Melrose soutient également l'absence de rentabilité, en précisant que, sans les manœuvres de M. O., elle n'aurait pas conclu le contrat en contestant parallèlement la notoriété de l'enseigne.
Ces manœuvres ne sont pas étayées et la notoriété, au moins locale, de la marque "Pizza de Pino" résulte en l'état de l'existence des autres établissements utilisant ce nom.
Quant au second moyen, le document d'information précontractuel contient l'identification de la société Nico, sa raison sociale, sa domiciliation bancaire et une indication du réseau des exploitants, l'indication de la durée du contrat, proposé pour 5 ans, et les dépenses nécessaires aux investissements.

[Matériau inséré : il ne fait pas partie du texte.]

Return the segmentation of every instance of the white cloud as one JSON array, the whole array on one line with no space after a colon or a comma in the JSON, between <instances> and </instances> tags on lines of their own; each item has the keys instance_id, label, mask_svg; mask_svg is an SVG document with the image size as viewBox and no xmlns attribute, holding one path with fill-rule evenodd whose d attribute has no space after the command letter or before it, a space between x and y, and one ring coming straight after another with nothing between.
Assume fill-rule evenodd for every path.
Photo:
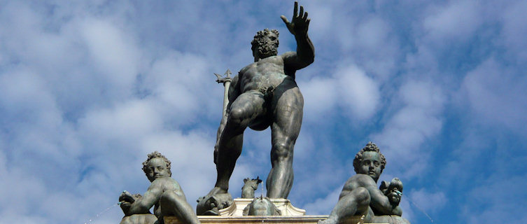
<instances>
[{"instance_id":1,"label":"white cloud","mask_svg":"<svg viewBox=\"0 0 527 224\"><path fill-rule=\"evenodd\" d=\"M527 122L527 79L489 59L469 71L462 85L459 103L468 104L479 122L522 131ZM461 105L460 105L461 106ZM509 109L511 108L511 109Z\"/></svg>"},{"instance_id":2,"label":"white cloud","mask_svg":"<svg viewBox=\"0 0 527 224\"><path fill-rule=\"evenodd\" d=\"M446 99L442 88L433 83L414 80L400 88L398 97L401 107L372 139L387 160L393 161L390 169L404 170L402 176L410 178L427 168L425 161L429 152L422 144L441 130L441 113Z\"/></svg>"},{"instance_id":3,"label":"white cloud","mask_svg":"<svg viewBox=\"0 0 527 224\"><path fill-rule=\"evenodd\" d=\"M329 215L331 210L337 205L341 191L342 191L342 186L331 191L325 197L314 199L313 202L307 203L300 209L305 209L307 215Z\"/></svg>"},{"instance_id":4,"label":"white cloud","mask_svg":"<svg viewBox=\"0 0 527 224\"><path fill-rule=\"evenodd\" d=\"M363 120L373 115L380 100L377 82L354 65L335 73L336 83L339 88L339 102L351 112L351 117Z\"/></svg>"},{"instance_id":5,"label":"white cloud","mask_svg":"<svg viewBox=\"0 0 527 224\"><path fill-rule=\"evenodd\" d=\"M436 41L465 41L483 22L479 3L453 1L445 6L432 7L423 21L424 30Z\"/></svg>"}]
</instances>

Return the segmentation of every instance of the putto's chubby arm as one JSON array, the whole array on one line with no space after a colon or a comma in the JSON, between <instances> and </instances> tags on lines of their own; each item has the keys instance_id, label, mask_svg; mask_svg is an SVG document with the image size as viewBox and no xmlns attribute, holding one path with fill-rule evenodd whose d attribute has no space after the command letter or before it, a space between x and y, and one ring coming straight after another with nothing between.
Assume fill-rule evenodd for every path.
<instances>
[{"instance_id":1,"label":"putto's chubby arm","mask_svg":"<svg viewBox=\"0 0 527 224\"><path fill-rule=\"evenodd\" d=\"M295 35L297 41L296 52L287 52L281 55L286 70L290 70L286 71L289 72L304 68L313 63L315 59L315 48L307 35L311 20L307 18L307 12L304 12L303 6L300 6L300 13L297 13L297 8L298 3L295 1L290 22L285 16L281 16L288 29Z\"/></svg>"},{"instance_id":2,"label":"putto's chubby arm","mask_svg":"<svg viewBox=\"0 0 527 224\"><path fill-rule=\"evenodd\" d=\"M370 176L356 174L353 177L356 177L355 184L365 188L370 192L370 206L372 209L379 212L380 215L397 215L400 216L402 214L402 210L398 206L395 208L392 206L388 197L384 195L381 190L377 188L375 181ZM376 215L377 214L376 214Z\"/></svg>"},{"instance_id":3,"label":"putto's chubby arm","mask_svg":"<svg viewBox=\"0 0 527 224\"><path fill-rule=\"evenodd\" d=\"M143 197L132 204L127 215L149 214L150 209L159 201L164 192L164 179L157 178L153 181Z\"/></svg>"}]
</instances>

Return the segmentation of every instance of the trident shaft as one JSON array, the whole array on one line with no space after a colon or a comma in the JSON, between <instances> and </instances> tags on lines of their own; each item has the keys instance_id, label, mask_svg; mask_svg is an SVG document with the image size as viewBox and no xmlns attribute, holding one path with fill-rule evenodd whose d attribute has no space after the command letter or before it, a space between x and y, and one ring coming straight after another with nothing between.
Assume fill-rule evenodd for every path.
<instances>
[{"instance_id":1,"label":"trident shaft","mask_svg":"<svg viewBox=\"0 0 527 224\"><path fill-rule=\"evenodd\" d=\"M223 83L223 86L225 88L225 92L223 92L223 112L222 113L222 117L225 116L225 113L227 113L227 105L229 104L229 88L230 87L230 83L232 80L232 79L231 79L230 76L230 75L231 74L232 74L228 69L227 69L227 71L225 71L225 77L222 77L221 75L214 74L214 75L216 75L218 78L216 82L218 82L218 83Z\"/></svg>"}]
</instances>

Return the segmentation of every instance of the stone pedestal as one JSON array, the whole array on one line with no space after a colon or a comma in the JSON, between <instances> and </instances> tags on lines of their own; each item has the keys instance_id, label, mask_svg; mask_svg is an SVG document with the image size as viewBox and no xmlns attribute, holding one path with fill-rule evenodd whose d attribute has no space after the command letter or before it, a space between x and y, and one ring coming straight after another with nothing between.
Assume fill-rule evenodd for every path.
<instances>
[{"instance_id":1,"label":"stone pedestal","mask_svg":"<svg viewBox=\"0 0 527 224\"><path fill-rule=\"evenodd\" d=\"M280 211L281 216L301 216L306 214L306 210L293 206L289 200L272 198L270 200ZM231 206L219 211L220 216L242 216L244 209L252 202L252 198L236 198Z\"/></svg>"},{"instance_id":2,"label":"stone pedestal","mask_svg":"<svg viewBox=\"0 0 527 224\"><path fill-rule=\"evenodd\" d=\"M288 200L282 198L271 199L271 202L280 210L281 216L244 216L244 209L251 202L251 198L236 198L231 206L219 211L220 216L197 216L197 218L203 224L317 224L319 220L328 218L328 216L306 216L306 210L295 207ZM353 217L341 224L366 224L363 219L363 217ZM164 223L183 224L175 216L165 216Z\"/></svg>"},{"instance_id":3,"label":"stone pedestal","mask_svg":"<svg viewBox=\"0 0 527 224\"><path fill-rule=\"evenodd\" d=\"M203 224L262 224L262 223L294 223L317 224L319 220L328 218L328 216L197 216ZM164 224L183 224L175 216L164 217ZM364 223L363 217L353 217L342 224L367 224Z\"/></svg>"}]
</instances>

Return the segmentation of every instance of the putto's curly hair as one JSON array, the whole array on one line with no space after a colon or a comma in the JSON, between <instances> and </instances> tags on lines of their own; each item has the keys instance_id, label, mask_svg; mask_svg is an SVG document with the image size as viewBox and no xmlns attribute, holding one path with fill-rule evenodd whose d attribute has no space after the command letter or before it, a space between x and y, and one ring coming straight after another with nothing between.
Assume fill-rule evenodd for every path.
<instances>
[{"instance_id":1,"label":"putto's curly hair","mask_svg":"<svg viewBox=\"0 0 527 224\"><path fill-rule=\"evenodd\" d=\"M363 161L363 155L364 154L364 152L376 152L379 153L379 157L381 158L381 171L384 169L384 167L386 166L386 159L384 158L384 155L381 153L381 150L375 144L370 141L366 144L366 146L357 153L357 155L355 155L355 159L353 159L353 169L355 169L356 173L357 172L357 167L360 165L360 162Z\"/></svg>"},{"instance_id":2,"label":"putto's curly hair","mask_svg":"<svg viewBox=\"0 0 527 224\"><path fill-rule=\"evenodd\" d=\"M256 48L258 48L258 46L265 44L263 37L269 35L272 32L274 33L274 34L276 34L276 37L280 35L280 33L279 33L278 30L276 30L274 29L269 30L269 29L265 28L263 30L260 30L256 32L256 35L254 36L254 39L253 39L253 41L251 41L251 50L254 50L254 49L256 49ZM276 39L273 42L274 47L278 48L278 38L276 38Z\"/></svg>"},{"instance_id":3,"label":"putto's curly hair","mask_svg":"<svg viewBox=\"0 0 527 224\"><path fill-rule=\"evenodd\" d=\"M170 175L170 176L172 176L172 172L170 171L170 160L169 160L169 159L164 157L164 155L163 155L162 154L160 153L160 152L158 151L155 151L152 153L148 154L148 158L146 159L146 161L143 162L143 172L145 172L145 174L146 174L146 169L148 169L146 168L146 165L148 164L148 162L150 162L150 160L153 158L162 158L163 160L164 160L164 163L167 164L167 169L168 169L169 175Z\"/></svg>"}]
</instances>

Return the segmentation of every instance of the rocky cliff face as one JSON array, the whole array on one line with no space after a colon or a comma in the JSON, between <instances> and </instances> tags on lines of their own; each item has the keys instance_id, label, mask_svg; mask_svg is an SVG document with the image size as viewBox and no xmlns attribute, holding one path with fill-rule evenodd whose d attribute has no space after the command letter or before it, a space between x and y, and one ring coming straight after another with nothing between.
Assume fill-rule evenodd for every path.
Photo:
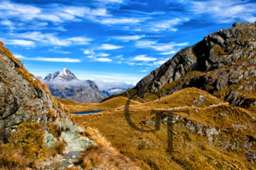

La gérante de Melrose conteste la réalité des autres contrats de franchise énoncés ainsi que les indications portant sur les dépenses et les investissements nécessaires.
En ce qui concerne les franchisés, le document relate seulement 2 franchisés, la société M. à Vendenheim et la société O. à Wissembourg, selon 2 contrats datant du 4 juin 2008 et du 15 septembre 2008. Les 2 contrats de franchise évoqués ont été produits aux débats.
Le document mentionne par ailleurs 3 autres établissements "Pizza de Nico" faisant partie de son réseau, situés à Bischwiller, Betschdorf et Schweighouse sur Moder, sans être des franchisés.
En ce qui concerne les dépenses nécessaires, le document précise un coût d'aménagement estimé à 80 000 euro HT, sans autre précision ainsi que la prise en charge d'un stock initial, estimé à 3000 euro HT dont la consistance n'est pas indiquée.
En conséquence, l'intimée ne démontre ni l'erreur qui porterait sur un élément essentiel du contrat ni les manœuvres reprochées au franchiseur.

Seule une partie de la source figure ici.